Complementing this, the library relies on a standardized storage mechanism facilitated by the unified-serverless-storage package. This integral dependency empowers the library to seamlessly manage state storage across various cloud platforms. The synergy between xstate and unified-serverless-storage enhances the library's capabilities, ensuring efficient rule execution and streamlined state management in cloud environments.

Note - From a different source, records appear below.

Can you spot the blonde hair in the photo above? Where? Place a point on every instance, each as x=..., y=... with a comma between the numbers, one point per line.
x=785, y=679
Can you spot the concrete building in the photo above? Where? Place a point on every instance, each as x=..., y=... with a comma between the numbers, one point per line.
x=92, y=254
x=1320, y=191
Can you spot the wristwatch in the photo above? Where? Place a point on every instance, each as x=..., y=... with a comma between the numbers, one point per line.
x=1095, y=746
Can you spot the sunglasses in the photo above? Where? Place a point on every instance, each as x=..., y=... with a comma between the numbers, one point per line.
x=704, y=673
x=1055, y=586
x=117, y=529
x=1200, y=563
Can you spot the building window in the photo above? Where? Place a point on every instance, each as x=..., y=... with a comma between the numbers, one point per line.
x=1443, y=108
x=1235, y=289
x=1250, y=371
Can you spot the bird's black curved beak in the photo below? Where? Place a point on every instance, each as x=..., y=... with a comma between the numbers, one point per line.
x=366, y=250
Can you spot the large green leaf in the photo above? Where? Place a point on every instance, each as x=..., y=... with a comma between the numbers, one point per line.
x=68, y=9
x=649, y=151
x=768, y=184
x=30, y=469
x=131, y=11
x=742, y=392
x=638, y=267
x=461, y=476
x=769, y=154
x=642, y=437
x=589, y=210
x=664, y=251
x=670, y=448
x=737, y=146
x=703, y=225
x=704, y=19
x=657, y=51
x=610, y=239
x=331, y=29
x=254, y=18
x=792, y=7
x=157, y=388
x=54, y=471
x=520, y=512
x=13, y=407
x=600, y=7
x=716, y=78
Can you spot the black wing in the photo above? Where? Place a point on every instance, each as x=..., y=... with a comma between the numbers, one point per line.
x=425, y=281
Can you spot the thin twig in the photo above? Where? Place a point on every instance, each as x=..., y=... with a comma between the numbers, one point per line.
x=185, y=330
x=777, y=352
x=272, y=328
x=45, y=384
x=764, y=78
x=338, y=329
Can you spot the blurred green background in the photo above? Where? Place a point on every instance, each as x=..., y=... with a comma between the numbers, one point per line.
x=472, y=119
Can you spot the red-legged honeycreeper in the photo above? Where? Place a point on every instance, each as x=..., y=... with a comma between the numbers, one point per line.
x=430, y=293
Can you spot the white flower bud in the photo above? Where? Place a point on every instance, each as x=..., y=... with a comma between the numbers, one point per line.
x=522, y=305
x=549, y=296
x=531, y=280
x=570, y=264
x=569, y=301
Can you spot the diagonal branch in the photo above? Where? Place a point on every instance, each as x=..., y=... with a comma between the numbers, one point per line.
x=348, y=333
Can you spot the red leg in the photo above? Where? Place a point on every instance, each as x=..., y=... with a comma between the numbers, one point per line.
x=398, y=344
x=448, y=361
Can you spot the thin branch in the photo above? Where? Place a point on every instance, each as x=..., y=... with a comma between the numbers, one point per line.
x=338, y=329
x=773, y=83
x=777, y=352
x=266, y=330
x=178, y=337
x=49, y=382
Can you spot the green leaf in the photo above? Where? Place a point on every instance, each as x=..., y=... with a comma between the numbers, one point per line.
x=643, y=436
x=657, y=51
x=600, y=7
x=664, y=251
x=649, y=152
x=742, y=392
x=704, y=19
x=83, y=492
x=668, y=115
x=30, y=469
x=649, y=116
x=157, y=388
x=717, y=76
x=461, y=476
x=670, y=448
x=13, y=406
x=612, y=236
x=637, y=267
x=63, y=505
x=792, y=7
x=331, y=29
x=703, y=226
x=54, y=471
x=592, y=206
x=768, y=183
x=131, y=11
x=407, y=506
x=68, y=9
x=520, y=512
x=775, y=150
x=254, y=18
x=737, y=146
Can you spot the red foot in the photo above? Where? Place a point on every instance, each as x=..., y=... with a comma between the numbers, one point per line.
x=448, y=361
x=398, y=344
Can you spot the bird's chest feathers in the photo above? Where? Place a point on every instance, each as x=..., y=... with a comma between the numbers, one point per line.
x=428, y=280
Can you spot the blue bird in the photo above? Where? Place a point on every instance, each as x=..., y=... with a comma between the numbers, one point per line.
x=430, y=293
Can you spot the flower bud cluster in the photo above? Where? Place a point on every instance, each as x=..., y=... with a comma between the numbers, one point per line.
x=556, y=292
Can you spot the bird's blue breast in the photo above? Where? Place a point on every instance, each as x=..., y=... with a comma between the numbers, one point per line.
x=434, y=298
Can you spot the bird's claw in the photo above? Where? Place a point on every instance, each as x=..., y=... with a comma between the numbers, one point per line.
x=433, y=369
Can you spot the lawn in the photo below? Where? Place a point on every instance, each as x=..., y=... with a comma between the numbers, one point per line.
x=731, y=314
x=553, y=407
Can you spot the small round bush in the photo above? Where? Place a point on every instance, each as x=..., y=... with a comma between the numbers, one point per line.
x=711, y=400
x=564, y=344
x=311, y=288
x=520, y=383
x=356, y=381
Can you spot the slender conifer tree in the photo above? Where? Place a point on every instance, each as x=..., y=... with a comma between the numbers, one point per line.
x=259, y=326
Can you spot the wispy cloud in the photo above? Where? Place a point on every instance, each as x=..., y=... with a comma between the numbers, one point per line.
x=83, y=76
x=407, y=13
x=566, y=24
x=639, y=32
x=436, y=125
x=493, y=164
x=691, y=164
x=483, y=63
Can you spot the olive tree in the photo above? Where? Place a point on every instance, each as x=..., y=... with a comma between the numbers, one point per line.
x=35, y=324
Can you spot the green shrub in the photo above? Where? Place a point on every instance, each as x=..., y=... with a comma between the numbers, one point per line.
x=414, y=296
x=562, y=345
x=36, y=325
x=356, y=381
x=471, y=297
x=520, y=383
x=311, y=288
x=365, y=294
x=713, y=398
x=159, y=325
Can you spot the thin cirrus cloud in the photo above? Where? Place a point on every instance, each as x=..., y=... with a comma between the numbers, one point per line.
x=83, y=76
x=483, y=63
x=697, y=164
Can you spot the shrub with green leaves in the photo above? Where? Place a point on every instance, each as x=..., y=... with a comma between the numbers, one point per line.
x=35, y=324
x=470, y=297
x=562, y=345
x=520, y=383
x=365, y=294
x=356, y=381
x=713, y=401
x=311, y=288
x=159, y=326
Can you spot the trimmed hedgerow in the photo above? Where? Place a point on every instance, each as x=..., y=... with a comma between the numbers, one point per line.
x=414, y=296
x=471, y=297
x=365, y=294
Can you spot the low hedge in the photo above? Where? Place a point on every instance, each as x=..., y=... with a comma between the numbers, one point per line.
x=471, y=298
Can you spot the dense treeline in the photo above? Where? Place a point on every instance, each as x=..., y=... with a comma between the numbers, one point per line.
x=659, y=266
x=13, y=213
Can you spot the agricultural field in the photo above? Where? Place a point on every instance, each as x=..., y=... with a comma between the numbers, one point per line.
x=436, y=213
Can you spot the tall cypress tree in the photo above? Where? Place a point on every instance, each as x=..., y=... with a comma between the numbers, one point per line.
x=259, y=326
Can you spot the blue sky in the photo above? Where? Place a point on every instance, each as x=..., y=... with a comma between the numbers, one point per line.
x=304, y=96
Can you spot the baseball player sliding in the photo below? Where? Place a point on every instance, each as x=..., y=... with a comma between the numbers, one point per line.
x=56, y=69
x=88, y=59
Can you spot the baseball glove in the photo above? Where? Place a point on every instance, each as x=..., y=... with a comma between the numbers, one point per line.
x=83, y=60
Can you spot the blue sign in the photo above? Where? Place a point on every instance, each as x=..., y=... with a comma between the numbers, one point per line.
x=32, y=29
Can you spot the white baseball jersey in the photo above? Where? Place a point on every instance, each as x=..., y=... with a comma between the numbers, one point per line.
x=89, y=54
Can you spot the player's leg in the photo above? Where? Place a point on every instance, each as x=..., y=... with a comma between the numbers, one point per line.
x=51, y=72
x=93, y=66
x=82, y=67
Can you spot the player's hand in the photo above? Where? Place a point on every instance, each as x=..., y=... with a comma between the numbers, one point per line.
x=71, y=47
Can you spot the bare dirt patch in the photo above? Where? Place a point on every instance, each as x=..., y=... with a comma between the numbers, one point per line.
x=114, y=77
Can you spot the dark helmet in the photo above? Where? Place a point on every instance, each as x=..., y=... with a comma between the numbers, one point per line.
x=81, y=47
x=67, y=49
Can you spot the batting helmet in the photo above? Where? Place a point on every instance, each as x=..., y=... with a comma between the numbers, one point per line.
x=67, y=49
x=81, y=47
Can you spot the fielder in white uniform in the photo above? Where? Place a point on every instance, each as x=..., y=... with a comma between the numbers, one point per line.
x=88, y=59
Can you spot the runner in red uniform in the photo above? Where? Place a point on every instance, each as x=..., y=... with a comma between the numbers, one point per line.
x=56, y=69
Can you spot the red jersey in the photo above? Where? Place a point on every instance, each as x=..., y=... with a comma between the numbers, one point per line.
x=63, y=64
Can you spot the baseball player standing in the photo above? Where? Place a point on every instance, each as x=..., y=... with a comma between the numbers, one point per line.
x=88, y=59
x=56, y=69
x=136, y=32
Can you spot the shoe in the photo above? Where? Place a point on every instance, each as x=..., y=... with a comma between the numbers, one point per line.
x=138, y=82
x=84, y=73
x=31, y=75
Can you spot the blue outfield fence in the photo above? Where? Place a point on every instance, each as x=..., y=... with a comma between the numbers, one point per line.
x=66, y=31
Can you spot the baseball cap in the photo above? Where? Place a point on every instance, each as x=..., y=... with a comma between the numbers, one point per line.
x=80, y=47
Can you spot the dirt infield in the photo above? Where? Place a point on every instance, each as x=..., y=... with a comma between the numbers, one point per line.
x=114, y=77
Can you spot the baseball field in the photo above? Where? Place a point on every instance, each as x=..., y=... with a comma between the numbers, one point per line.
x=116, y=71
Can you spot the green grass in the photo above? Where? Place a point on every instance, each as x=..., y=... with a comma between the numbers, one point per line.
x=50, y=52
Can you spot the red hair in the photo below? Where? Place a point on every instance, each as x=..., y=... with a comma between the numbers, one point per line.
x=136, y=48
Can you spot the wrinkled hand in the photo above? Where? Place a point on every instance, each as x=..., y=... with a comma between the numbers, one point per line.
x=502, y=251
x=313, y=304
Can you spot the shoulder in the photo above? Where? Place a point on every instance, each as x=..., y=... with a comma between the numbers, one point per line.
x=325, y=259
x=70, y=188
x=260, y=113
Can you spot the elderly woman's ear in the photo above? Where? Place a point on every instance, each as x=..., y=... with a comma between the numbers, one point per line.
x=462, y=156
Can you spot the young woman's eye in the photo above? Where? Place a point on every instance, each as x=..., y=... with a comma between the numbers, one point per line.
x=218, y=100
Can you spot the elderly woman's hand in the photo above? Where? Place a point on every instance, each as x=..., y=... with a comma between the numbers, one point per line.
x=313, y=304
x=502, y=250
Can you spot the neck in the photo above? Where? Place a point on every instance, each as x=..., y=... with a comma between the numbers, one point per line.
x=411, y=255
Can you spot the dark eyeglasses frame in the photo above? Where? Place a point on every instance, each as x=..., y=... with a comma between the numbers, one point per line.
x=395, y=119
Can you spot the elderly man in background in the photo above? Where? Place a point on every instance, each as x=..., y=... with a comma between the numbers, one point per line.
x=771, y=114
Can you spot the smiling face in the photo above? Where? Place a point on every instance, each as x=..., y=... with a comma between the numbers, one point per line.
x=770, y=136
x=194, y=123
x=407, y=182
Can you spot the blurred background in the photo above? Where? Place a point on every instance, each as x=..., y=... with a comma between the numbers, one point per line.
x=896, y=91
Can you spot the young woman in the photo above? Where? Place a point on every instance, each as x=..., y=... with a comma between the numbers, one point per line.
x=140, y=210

For standardisation, the CloudEvent spec is adopted by this library. To enforce this specification, the cloudevents package is used.

Library Components

Within the library, various components are meticulously crafted to facilitate seamless orchestrations:

createOrchestrationRouter [See details] This function serves as a cornerstone, enabling the swift incorporation of orchestration into code. By adeptly managing the intricacies of state creation, persistence, and rules engine execution, it offers a straightforward solution for orchestrating complex workflows.
createOrchestrationMachineV3 [See details] This class empowers users to construct a state machine with a subset of features from Xstate, excluding invoke and delay. It seamlessly integrates essential features tailored for orchestrations, providing a versatile tool for crafting intricate workflows.
PersistableActor [See details and withPersistableActor] Designed to enhance any xState Actor, this class introduces persistence to cloud storage, fortified with robust locking mechanisms. It extends the capabilities of xState Actors, ensuring resilient and secure storage of state information.
CloudOrchestrationActor [See details] A subclass of xState Actor, this component goes beyond the standard features, incorporating properties, methods, and mechanisms essential for efficient execution of state machines within the dynamic context of short-lived serverless environments. Its design caters specifically to the unique demands of orchestrating workflows in such dynamic and resource-constrained settings.

For other functionalities see the Typedocs.

Contributing and Feedback

Contributions are encouraged to expand the library's capabilities, such as adding new storage backends, enhancing locking strategies, and refining documentation. If you have questions, suggestions, or feedback, feel free to open an issue in the GitHub repository.

License

xorca is available under the MIT License. For more details, refer to the LICENSE.md file in the project repository.